From CISA’s advisory:

“Successful exploitation of these vulnerabilities may allow an attacker with adjacent short-range access to one of the affected products to interfere with, generate, modify, or intercept the radio frequency (RF) communication of the Medtronic proprietary Conexus telemetry system, potentially impacting product functionality and/or allowing access to transmitted sensitive data… The result of successful exploitation of these vulnerabilities may include the ability to read and write any valid memory location on the affected implanted device and therefore impact the intended function of the device.”

Since cardio defibrillators are designed to ensure proper beating of the heart, any tampering with its behavior can be life-threatening. CISA provides the following precautions to patients with Medtronic devices in their chests:

  • Maintain good physical control over home monitors and programmers.
  • Use only home monitors, programmers, and implantable devices obtained directly from your healthcare provider or a Medtronic representative to ensure integrity of the system.
  • Do not connect unapproved devices to home monitors and programmers through USB ports or other physical connections.
  • Only use programmers to connect and interact with implanted devices in physically controlled hospital and clinical environments.
  • Only use home monitors in private environments such as a home, apartment, or otherwise physically controlled environment.
  • Report any concerning behavior regarding these products to your healthcare provider or a Medtronic representative.

In a statement to Ars Technica, Medtronic downplayed allegations that the vulnerabilities in its hardware are severe, but didn’t deny them either.

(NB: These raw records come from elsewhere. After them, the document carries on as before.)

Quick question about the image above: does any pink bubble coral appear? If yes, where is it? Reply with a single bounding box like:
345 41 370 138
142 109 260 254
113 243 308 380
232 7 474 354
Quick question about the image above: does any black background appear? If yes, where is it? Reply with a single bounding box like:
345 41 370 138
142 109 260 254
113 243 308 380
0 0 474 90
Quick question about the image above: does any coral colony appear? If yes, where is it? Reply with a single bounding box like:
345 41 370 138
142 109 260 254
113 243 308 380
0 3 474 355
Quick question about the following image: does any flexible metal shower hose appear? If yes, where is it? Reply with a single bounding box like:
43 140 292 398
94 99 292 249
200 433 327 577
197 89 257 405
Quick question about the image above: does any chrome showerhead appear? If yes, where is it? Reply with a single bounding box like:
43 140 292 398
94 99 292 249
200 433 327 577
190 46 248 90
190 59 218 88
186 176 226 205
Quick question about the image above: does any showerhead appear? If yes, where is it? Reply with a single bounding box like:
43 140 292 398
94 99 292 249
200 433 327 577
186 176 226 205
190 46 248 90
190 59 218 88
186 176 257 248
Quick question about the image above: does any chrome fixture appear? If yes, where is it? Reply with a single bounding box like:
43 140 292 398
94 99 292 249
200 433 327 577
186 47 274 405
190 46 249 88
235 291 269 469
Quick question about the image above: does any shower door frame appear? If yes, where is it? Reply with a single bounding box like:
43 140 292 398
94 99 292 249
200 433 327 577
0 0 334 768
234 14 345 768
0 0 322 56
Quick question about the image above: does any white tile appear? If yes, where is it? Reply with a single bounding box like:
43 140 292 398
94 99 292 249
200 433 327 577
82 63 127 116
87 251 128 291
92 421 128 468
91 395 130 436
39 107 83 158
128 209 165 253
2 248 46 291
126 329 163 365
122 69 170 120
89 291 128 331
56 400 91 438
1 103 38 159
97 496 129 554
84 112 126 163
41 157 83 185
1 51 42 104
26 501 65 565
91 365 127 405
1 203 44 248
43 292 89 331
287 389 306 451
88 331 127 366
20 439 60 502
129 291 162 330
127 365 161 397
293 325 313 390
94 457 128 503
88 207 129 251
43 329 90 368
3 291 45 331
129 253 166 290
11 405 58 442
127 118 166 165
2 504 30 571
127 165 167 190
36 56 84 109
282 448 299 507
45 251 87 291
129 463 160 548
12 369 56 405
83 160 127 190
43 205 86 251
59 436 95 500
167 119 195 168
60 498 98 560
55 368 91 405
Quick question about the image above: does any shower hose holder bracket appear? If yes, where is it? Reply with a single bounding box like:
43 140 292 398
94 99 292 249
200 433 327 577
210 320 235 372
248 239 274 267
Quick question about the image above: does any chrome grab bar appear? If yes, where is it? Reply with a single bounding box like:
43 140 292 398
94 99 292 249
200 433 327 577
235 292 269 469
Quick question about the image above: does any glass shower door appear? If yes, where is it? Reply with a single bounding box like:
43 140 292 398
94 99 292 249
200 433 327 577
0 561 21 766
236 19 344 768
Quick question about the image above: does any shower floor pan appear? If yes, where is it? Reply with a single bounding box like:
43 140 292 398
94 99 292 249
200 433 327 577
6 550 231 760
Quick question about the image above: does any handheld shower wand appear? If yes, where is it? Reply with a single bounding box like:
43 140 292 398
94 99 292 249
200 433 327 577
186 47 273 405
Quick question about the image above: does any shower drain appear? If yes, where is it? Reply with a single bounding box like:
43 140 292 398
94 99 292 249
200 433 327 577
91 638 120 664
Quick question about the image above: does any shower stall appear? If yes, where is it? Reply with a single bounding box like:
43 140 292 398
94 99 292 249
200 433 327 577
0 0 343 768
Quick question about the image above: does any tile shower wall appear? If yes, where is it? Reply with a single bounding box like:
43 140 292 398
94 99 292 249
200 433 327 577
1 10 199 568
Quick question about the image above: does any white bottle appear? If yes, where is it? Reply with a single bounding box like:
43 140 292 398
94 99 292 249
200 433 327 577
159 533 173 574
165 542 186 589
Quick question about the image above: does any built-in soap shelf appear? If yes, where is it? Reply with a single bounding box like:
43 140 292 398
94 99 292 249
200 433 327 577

Representative Ryan Mathre tells the publication that the risk the vulnerabilities would be exploited is low because “an unauthorized user would need comprehensive and specialized knowledge of medical devices, wireless telemetry, and electrophysiology to fully exploit these vulnerabilities in order to harm a specific patient.”

In any case, Mathre said, Medtronic is working on an update for the hardware that it plans to roll out later this year.


  • By B. Craig - Reply

    The insecurity of Medtronic’s wireless protocols was brought to light as early as 2011 at a hacker’s conference in Miami:

    There in NO excuse for their devices to still be insecure 8 years later!

  • By Jeanne - Reply

    I’m pretty sure Medtronic isnt downplaying anything. You actually have to place the reader directly on top of the device. I’m pretty sure I would know if someone was trying to program. My device!!!